Mars est un mois qui n’a pas un bon nom.
En fait, les gens le croient un peu fou mais en réalité, Mars est comme un jeune garçon quelque peu inconstant tel Jean qui rit ou Jean qui pleure. A certains moments, il fait très beau, à d’autres, il fait tempête. Il ne faut jamais s’y fier et nul ne peut jamais prévoir ce qu’il nous réserve comme surprises.
Pour vous faire connaître son caractère, je vais vous raconter l’histoire de Mars aux prises avec un berger ou mieux encore, un berger aux prises avec Mars.
Alors qu’il s’en allait faire paître son troupeau de moutons, un berger rencontra Mars sifflotant et tout guilleret en ce début de mois. Il venait de succéder à Février et il était heureux d’être là.
– » Bonjour pasteur, dit le mois nouveau. Vers quels verts pâturages t’en vas-tu avec tes moutons ? »
– » Aujourd’hui, répond le vieil homme, je vais dans la montagne. »
– » C’est très bien ! » lui dit Mars avec une étincelle coquine dans le regard.
Mais le pasteur qui est un très vieil homme plein d’expérience se méfie et comprend sans peine les intentions de Mars. Au lieu de monter dans la montagne, il s’en va dans la plaine.
Le soir en rentrant vers la bergerie, il rencontre Mars trempé des pieds à la tête et avec les cheveux en bataille.
– » Alors, quelles nouvelles de cette journée ? » demande Mars au pasteur.
– » Rien de bien spécial. Je suis allée dans la plaine et il a fait un temps superbe. « .
Mars se mord les lèvres pour ne rien dire et avec son plus joli sourire il demande au pasteur :
– » Et demain ? Où comptes-tu aller ? »
– » Demain ? Je retourne dans la plaine. L’herbe est grasse et mes brebis semblent l’apprécier. »
– » Tu fais bien. » dit le jeune homme sur un ton malicieux.
Le lendemain matin, Mars se précipite vers la plaine afin d’y faire une tempête. Mais notre pasteur au lieu d’aller dans la plaine, grimpe dans la montagne avec son troupeau. Le soir, lorsqu’il retrouve Mars, celui-ci est tout refroidi. Mais il essaye de n’en laisser rien paraître. Il lui demande sur un ton suave :
– » Et alors, aujourd’hui ? Comment cela a-t-il été ? »
– » Aussi bien que possible. Je suis allé sur la montagne et il y avait un très beau soleil. »
Mars fait la moue.
– » Et demain ? Où iras-tu ? » demande-t-il ?
– » Demain, je retourne dans la plaine ; j’ai vu ce soir certains nuages derrière la montagne et il se pourrait qu’il pleuve. Je ne veux pas prendre de risques. »
– » Bien pensé ! » dit le jeune homme.
Le jour suivant il va donc dans la plaine pour y faire des bourrasques alors que notre berger grimpe allègrement dans la montagne avec ses moutons. Cela dure pendant trente jours et jamais Mars ne parvient à surprendre le pasteur avec une bonne averse.
Le soir du trentième jour, le pasteur dit à Mars :
– » A présent, il n’y a plus à se méfier du temps. Demain Avril commence et je peux dormir tranquille. J’irai dans la montagne. A présent, le temps est bon. On va vers la bonne saison. »
Mars en entendant ces paroles se précipite chez son frère et lui demande de lui faire un plaisir, un cadeau, juste pour une fois.
– » Prête-moi un jour, mon cher frère. J’ai besoin de voir un pasteur demain et je voudrais lui faire un présent. »
Avril qui est un mois très serviable et qui a un coeur bon accepte sans se douter du dessein de son frère.
– » Prends-le ce jour, je te l’offre, pour toujours. »

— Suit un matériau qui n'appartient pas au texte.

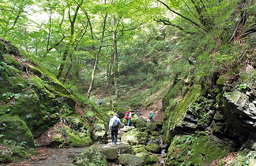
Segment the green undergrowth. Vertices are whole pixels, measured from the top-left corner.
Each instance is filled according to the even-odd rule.
[[[170,134],[174,127],[182,124],[183,116],[188,111],[187,108],[194,104],[203,92],[200,86],[194,85],[175,108],[165,111],[163,119],[166,120],[164,121],[162,131],[163,131],[164,141],[166,143],[170,141]],[[168,109],[168,107],[167,109]]]
[[[230,152],[225,144],[216,144],[203,132],[177,135],[172,141],[166,159],[170,165],[206,166]]]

Le lendemain, Mars va dans la montagne. Il amène avec lui la grêle, le vent, la pluie et même la neige. Il déchaîne les éléments et notre pasteur se retrouve tout trempé et ses moutons avec lui.

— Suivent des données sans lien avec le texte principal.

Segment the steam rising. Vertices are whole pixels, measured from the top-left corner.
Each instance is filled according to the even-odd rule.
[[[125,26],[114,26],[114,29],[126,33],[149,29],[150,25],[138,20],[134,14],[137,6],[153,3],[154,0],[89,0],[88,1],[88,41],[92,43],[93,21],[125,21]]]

Le soir, lorsque Mars s’approche du feu auprès duquel le berger se réchauffe et fait sécher ses vêtements, il ne peut s’empêcher d’arborer un superbe sourire.
– » Eh bien, berger ! Comment c’est passée ta journée ? »
– » Mal, très mal, répond le berger tout dépité. Il a fait du vent, de la pluie de la grêle et même de la neige. Je ne comprends pas comment le mois d’Avril… »
Mais il ne peut terminer sa phrase car Mars part d’un éclat de rire et lui raconte tout en hoquetant sous l’effet de son rire comment son frère lui a donné un jour.
– » Maintenant, dit-il, je n’aurai plus trente jour mais bien trente et un. Souviens t’en berger pour l’année prochaine… »
Et il s’en va laissant la place au mois d’avril.